Author: Rajveer Singh Pall
Institution: Gyan Ganga Institute of Technology and Sciences
Status: Work in progress — arXiv preprint targeted Month 5
This repository extends Persistent Racial Disparities in U.S. Mortgage Approval: Evidence from 42 Million Applications, 2020–2024 — a companion paper documenting an average within-lender racial approval penalty of 10.6 percentage points using regression discontinuity, difference-in-differences, and DFL decomposition.
That paper answers: Is there a racial approval gap?
This project answers: For whom is it largest — and why?

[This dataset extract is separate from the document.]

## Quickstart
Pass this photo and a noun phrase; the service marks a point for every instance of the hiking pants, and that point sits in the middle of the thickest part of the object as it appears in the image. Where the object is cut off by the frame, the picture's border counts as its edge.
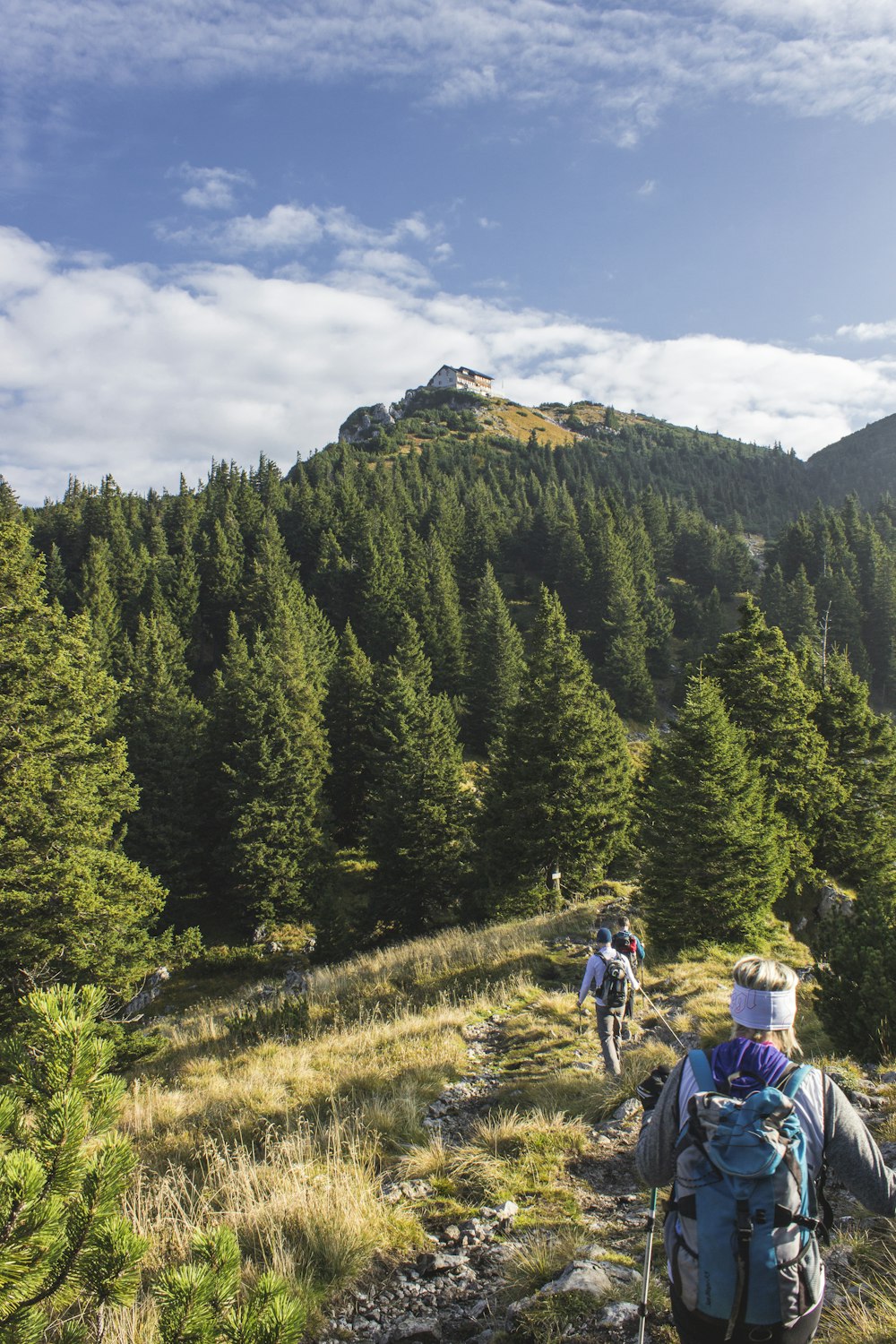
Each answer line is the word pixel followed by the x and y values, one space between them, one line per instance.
pixel 694 1330
pixel 610 1032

Using Causal Forests (Wager & Athey, 2018) and Double Machine Learning (Chernozhukov et al., 2018), we estimate the Conditional Average Treatment Effect (CATE) of being a Black applicant on mortgage approval probability across the full distribution of 42 million applicants. We then map how the approval penalty varies across income decile, loan-to-value ratio, lender tier, and loan purpose — identifying the applicant profiles most severely affected by institutional discretion.
- Is the 10.6 pp average penalty uniform, or does it mask severe heterogeneity?
- Is discrimination largest for high-income applicants (suggesting animus) or lower-income, higher-LTV applicants (suggesting structural risk aversion)?
- Is the 2.0 pp PMI boundary effect (at 80% LTV) concentrated in specific applicant subgroups?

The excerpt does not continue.